Role of ceramide in activation of stress-associated MAP kinases by minimally modified LDL in vascular smooth muscle cells.

Interaction of oxidized low-density lipoprotein (LDL) with arterial smooth muscle cells (SMC) is believed to play a key role in the development of atherosclerosis. Depending on the extent of oxidation, apolipoproteins and/or lipids in the particle may be modified and thus lead to different cellular responses (e.g. proliferation or cell death). Here we report on the signaling effects of LDL, in which only the lipids were oxidized. This so-called minimally modified LDL (mmLDL) mainly activated components involved in stress response and apoptotic cell death including p38 mitogen-activated protein kinase (MAPK) and c-Jun N-terminal kinase/stress-activated protein kinase (JNK) as well as neutral and acid sphingomyelinase. In contrast, proliferative signaling elements such as extracellular regulated kinase, AKT-kinase and phospho-BAD seem to play a minor role as they were only slightly stimulated by mmLDL. Ceramide, the hydrolysis product of sphingomyelin, seems to be a key mediator as it mimics mmLDL by inducing activation of the same signaling components. Moreover, mmLDL- and ceramide-associated effects on apoptotic protein kinases were abolished by NB6, a specific inhibitor of acid sphingomyelinase. Thus, acid sphingomyelinase is very likely to be primarily responsible for triggering intracellular signal transduction in SMC after exposure to mmLDL via formation of ceramide by an autocatalytic mechanism.

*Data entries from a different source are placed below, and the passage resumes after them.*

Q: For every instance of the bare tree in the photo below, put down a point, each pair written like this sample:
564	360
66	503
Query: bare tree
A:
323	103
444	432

Oxidized phospholipids in minimally modified low density lipoprotein induce apoptotic signaling via activation of acid sphingomyelinase in arterial smooth muscle cells.

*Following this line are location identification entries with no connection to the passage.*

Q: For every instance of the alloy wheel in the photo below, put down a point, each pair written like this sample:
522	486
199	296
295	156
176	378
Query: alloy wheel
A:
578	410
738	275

Oxidized phospholipids, including 1-palmitoyl-2-glutaroyl-sn-glycero-3-phosphocholine (PGPC) and 1-palmitoyl-2-(5-oxovaleroyl)-sn-glycero-3-phosphocholine (POVPC), typically present in minimally modified low density lipoprotein, have been found in atherosclerotic lesions. These compounds are gaining increasing importance as inducers of different cellular responses (inflammation, proliferation, or cell death). It was the aim of this study to understand their impact on intracellular signal transduction pathways that are responsible for these biological effects. We found that in arterial smooth muscle cells, PGPC and POVPC activated sphingomyelinases, in particular the acid isoform, which is known to participate in the very early phase of apoptotic stress responses. In addition, mitogen-activated protein kinases, which are involved in induction of stress response and apoptosis were phosphorylated (activated). Finally, activation of caspase 3 was observed, showing that stimulation of smooth muscle cells with POVPC and PGPC is associated with apoptosis. Stimulation of all these enzymes by the oxidized phospholipids almost perfectly matched their activation by minimally modified LDL. Consequently, these phospholipids seem to be responsible for the effect of this particle on cell signaling. Survival and proliferation pathways including NF-kappa B or AKT kinase were not induced by POVPC and PGPC. Experiments with a specific inhibitor of acid sphingomyelinase named NB6 showed that this enzyme plays a central role in mediating the apoptotic effects of the oxidized lipids. Thus, we conclude that modified phospholipids induce signaling cascades via activation of acid sphingomyelinase finally leading to apoptosis of smooth muscle cells, which is a detrimental process in the development of atherosclerosis.